This information was relayed to Jim by Etienne in a phone call on Aug 24.
Etienne is traveling all over helping wherever he is needed. Working yesterday with an organization that has a helicopter, they rescued 23 injured people from a mountain village on Pik Macaya*, the second-highest mountain in Haiti. 18 other people from the village perished from injuries and lack of food and water. Between the earthquake, torrential rains, and aftershocks, there have been many landslides and they continue to occur.
Today Etienne is in Les Anglais where 25 people were killed, 20 in the collapse of the Catholic church’s steeple. The Baptist church is in pretty good shape, with some cracking, especially in the pastors’ residence. The pastor and his wife have been sleeping in one of the school buildings (rebuilt after Hurricane Matthew and presumed to be stronger than the older building they usually live in) because of the aftershocks.
In Bwa Picon, a very remote village on a steep slope where Etienne and his agents and students have done prior work installing new roofs after the hurricane, most of the crops were lost in the rain and landslides. Many of the homes still stand, but the people lack food.
15 people died in Chardonnieres, bringing the total deaths counted so far in the seven communities at the center of our work to about 40 or 50. Les Anglais is the largest of them, but has very few structures higher than one story. That is why fewer people were killed by collapsing buildings in this area than in cities like Les Cayes.

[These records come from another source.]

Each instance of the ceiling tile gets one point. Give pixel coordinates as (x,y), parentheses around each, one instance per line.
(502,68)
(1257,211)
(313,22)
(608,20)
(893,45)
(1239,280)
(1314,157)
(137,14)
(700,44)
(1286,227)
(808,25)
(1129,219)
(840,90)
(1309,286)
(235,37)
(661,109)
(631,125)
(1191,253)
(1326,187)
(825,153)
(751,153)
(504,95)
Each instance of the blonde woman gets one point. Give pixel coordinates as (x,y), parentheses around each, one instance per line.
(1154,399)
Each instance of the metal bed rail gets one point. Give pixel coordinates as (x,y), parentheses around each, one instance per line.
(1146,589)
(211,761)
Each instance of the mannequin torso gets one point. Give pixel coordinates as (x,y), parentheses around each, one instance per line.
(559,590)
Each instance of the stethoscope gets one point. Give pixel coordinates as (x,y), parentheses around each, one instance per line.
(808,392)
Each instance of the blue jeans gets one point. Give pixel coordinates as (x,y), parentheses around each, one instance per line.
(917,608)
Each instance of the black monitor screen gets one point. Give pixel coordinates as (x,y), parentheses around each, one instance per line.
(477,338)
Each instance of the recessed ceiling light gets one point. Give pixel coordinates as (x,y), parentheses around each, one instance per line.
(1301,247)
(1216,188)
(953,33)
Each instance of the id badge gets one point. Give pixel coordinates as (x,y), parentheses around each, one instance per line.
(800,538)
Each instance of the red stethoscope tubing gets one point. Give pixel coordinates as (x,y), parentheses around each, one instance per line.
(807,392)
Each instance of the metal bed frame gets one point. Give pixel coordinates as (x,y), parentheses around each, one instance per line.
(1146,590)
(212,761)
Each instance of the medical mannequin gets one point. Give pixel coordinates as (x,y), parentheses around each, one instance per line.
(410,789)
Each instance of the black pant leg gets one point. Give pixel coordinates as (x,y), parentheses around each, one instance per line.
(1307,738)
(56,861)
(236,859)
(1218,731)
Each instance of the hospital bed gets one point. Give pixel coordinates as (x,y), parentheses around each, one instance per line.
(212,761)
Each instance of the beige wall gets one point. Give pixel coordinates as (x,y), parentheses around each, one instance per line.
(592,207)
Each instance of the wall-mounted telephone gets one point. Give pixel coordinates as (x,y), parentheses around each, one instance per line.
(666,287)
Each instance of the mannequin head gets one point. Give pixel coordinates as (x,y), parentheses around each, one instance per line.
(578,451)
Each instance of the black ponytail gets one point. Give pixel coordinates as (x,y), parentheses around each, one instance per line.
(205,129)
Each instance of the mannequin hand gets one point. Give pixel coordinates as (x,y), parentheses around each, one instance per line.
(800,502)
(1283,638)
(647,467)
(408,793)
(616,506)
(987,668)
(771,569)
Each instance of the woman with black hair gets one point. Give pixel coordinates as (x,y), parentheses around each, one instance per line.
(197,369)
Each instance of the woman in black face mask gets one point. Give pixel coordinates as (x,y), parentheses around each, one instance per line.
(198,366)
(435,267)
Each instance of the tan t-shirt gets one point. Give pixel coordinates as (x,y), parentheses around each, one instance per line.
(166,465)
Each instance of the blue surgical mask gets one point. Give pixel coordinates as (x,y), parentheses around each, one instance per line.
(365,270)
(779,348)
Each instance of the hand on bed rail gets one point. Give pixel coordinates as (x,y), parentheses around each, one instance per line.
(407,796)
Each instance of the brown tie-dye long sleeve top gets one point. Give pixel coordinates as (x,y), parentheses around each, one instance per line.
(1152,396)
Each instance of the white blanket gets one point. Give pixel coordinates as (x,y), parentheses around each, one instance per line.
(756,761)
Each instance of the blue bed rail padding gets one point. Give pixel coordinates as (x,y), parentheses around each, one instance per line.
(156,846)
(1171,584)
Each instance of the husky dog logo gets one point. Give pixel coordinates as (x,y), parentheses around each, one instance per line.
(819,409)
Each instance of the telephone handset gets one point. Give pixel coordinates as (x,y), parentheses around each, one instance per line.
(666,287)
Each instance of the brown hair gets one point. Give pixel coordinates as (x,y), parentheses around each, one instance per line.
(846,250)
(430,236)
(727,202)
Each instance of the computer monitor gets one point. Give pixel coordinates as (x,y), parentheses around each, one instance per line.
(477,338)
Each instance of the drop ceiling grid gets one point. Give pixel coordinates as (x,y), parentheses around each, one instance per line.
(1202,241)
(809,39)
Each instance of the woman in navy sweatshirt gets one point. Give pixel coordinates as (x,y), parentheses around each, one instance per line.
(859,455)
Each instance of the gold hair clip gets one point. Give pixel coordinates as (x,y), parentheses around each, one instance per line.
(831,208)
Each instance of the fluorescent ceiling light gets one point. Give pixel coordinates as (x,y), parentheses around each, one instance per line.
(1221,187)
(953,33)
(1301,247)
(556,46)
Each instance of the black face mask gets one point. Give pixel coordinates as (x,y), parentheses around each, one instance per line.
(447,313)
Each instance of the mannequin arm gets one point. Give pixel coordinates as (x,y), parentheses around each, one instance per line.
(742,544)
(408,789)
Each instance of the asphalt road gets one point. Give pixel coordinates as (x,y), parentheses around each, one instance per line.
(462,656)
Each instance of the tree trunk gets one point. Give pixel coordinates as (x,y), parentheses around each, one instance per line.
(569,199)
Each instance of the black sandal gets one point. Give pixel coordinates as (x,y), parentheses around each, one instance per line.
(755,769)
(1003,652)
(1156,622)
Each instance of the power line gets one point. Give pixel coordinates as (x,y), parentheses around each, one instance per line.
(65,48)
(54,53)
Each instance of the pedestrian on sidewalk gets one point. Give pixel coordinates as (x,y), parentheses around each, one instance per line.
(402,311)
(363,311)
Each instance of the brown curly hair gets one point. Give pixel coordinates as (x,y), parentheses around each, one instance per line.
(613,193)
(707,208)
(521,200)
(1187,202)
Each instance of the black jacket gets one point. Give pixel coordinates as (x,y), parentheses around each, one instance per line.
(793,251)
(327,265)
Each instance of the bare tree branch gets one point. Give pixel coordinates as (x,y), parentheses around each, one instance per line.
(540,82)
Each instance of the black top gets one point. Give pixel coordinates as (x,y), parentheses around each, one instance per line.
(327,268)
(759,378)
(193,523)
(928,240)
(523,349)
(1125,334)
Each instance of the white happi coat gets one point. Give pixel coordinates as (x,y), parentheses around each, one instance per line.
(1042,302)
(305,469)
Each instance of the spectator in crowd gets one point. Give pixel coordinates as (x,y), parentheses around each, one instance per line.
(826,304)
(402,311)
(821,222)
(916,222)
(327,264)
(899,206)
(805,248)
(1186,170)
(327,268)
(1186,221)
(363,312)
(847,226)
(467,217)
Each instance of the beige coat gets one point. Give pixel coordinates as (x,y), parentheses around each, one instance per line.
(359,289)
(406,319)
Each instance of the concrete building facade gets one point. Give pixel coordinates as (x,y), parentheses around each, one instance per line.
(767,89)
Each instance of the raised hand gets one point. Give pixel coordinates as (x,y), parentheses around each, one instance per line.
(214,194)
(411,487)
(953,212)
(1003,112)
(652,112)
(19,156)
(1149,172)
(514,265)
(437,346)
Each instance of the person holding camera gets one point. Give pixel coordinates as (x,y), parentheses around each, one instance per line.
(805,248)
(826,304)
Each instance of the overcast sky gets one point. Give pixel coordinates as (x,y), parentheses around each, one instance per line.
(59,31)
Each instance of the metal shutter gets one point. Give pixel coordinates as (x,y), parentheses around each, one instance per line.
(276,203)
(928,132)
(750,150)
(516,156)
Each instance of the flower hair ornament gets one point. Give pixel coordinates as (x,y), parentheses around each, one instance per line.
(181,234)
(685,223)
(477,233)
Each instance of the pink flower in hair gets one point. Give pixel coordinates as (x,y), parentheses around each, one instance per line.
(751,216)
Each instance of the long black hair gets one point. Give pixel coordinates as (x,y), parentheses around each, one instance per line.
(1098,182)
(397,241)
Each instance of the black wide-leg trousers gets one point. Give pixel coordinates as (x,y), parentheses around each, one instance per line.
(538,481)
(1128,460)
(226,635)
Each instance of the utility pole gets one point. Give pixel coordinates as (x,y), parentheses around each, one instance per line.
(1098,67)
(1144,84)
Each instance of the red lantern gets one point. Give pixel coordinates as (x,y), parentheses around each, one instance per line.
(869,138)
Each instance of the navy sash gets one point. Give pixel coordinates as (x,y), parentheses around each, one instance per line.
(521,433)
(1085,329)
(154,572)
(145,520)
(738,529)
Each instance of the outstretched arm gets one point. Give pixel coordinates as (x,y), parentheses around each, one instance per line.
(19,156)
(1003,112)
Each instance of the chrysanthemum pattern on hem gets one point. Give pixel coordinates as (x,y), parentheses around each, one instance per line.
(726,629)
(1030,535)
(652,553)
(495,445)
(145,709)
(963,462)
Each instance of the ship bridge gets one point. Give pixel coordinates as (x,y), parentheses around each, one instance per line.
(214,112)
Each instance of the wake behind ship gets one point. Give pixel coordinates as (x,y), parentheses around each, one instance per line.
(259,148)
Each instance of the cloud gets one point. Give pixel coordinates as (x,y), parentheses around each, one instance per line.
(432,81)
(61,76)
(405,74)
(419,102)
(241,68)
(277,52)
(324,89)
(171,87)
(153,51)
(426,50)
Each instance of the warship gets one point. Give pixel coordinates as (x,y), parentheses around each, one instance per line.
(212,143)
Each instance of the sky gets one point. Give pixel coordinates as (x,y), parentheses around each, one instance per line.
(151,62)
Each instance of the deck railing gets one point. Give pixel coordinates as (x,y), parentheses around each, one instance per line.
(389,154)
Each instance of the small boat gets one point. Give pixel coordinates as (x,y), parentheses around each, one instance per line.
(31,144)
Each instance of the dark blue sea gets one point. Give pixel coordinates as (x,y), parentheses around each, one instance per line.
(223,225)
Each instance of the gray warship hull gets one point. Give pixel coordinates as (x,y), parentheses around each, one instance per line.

Earlier, Etienne went to the northern coast of Haiti’s southwest arm to help evacuate people from Pestel to Jeremie. The roads were wiped out by a landslide so people making the trek had to walk single-file over treacherous terrain. The photo in our August 17th post, with Etienne carrying a man with a broken leg, was taken on this journey.
The well in Boco and the recently-rebuilt Lagoon well that serves the community on the SW edge of Les Anglais are both gone.
The Haiti Ap Grandi Board of Directors is prioritizing safe water and food for immediate relief funding as soon as possible. We are immensely grateful to all who have donated to Haiti Ap Grandi for this first wave of assistance and for the massive relief and recovery needs that we will support. We recently sent funds to cover the salaries of Etienne’s agronomy agents for the rest of this year. They are helping with relief efforts now and will play a big role in helping farmers to get new crops into the ground and reestablish their livestock herds. The mask-collection project that began prior to the earthquake is nearly finished. 1300 masks have already been sent and 640 more will be on their way this week to try to decrease the spread of Covid among people crowded together as a result of the earthquake.
* Pik Macaya (from Wikipedia.org): Pic Macaya National Park (French: Parc National Pic Macaya) is one of two national parks of the Republic of Haiti. It is located in the country’s southern peninsula, within the Massif de la Hotte. Featuring the country’s last stand of virgin cloud forest, it encompasses more than 8,000 hectares. Elevations in the rugged park reach a maximum height of 2,347 meters (7,700 feet) above sea level at Pic Macaya (Macaya Peak), the second highest point in Haiti behind Pic la Selle. A majority of the park is composed of two tall peaks: Pic Macaya and Pic Formon.